Paralyzing Fear Stopping You In Your Tracks? The Key To Moving Forward When Nothing Else Works

I was surfing a friend’s Facebook page when I came upon an article titled, “How To Never Let Fear Hold You Back Again.” Even though I had found similar titles while scrolling Google, I decided to see if the writer had anything fresh and new to share.

I read the article. It was good if on a scale from 1 to 10, your fear was around a 5. But if it was a 10, with 10 being overwhelmingly paralyzing, the article fell short.

Because of this, I endeavored to dig a little deeper. I started with the word FEAR. I almost went straight to Google to find some nifty acronym that I could play with, but what came out of me was more spot on. It was Focus. Energy. At. Reward.
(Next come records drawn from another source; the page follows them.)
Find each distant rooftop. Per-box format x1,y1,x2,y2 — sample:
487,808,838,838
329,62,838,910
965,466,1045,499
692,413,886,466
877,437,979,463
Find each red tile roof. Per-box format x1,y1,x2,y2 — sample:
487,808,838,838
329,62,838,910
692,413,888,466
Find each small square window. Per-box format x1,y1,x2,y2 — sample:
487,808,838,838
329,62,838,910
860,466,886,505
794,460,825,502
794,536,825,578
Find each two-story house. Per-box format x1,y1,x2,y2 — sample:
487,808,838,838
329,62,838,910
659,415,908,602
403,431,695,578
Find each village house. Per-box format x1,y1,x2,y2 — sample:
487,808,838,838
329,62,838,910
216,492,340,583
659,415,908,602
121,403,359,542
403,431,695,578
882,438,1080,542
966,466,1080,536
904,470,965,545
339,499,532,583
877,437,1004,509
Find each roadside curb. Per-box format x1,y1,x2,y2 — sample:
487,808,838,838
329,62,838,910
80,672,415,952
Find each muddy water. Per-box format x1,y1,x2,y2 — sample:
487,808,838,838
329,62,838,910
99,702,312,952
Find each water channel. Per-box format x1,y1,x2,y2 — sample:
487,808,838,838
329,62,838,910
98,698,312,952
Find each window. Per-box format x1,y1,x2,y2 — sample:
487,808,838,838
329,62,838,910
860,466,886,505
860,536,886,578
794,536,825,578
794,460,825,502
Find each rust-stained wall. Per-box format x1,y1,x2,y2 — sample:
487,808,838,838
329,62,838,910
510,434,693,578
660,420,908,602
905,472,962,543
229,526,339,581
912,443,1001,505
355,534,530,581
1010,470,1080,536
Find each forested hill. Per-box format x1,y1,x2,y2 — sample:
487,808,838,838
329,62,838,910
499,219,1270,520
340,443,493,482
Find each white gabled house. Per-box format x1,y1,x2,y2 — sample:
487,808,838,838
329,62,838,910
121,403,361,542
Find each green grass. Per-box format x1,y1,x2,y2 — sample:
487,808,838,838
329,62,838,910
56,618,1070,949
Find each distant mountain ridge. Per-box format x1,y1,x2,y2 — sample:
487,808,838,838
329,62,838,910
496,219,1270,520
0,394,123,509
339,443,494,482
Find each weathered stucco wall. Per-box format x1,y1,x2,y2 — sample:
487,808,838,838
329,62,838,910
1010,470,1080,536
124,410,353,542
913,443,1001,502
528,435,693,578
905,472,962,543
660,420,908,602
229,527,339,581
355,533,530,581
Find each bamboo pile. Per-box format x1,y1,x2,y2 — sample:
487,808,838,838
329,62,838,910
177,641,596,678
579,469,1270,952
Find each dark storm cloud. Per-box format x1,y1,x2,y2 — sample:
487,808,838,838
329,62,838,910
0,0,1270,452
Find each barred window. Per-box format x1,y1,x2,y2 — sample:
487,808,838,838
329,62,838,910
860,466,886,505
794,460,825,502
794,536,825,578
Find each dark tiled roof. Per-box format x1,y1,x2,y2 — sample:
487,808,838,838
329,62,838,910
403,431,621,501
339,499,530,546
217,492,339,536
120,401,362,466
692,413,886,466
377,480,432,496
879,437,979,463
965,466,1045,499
You see, I had read the book, Feel The Fear And Do It Anyway (the 2002 version) by Susan Jeffers years ago. And while it gave me the chutzpah to go against the grain of my Adult Child of An Alcoholic programming, it didn’t address what confronted me later. The Chesapeake Bay Bridge in Virginia.

Now for you who have never had the pleasure of driving across this bridge, let me describe my encounter. I was happily driving along, with my mom in the front seat and my teenage son in the back. We were traveling to Virginia to spend Christmas Day with my nephew and his wife. We were laughing and talking as we flowed with traffic up the incline of the bridge. And then, with no warning, there was a sharp drop, so sharp that it looked like we were in a nosedive. It looked as if we were going to fall right into the ominous water below. I was terrified!

I’m happy to report that I made it without having a heart attack, soiling my clothes or having a full blown panic attack. Just the same, the thought of having to drive back across that bridge to get home was torment. So, even though the article had some great ideas for overcoming fear, i.e., feel the fear and do it anyway and change your personal philosophy on failure, two points the author makes in his article, when confronted with the Chesapeake Bay Bridges of life, of relationships and of business, you need a tad bit more to chew on.

That’s when I reached into my experience and pulled out this key. If the reward in front of you is not compelling enough to override the fear, you can’t move forward. One has to find that thing, that overriding thing, that has enough torque to propel you, enough magnetism to draw you and enough glue to hold you.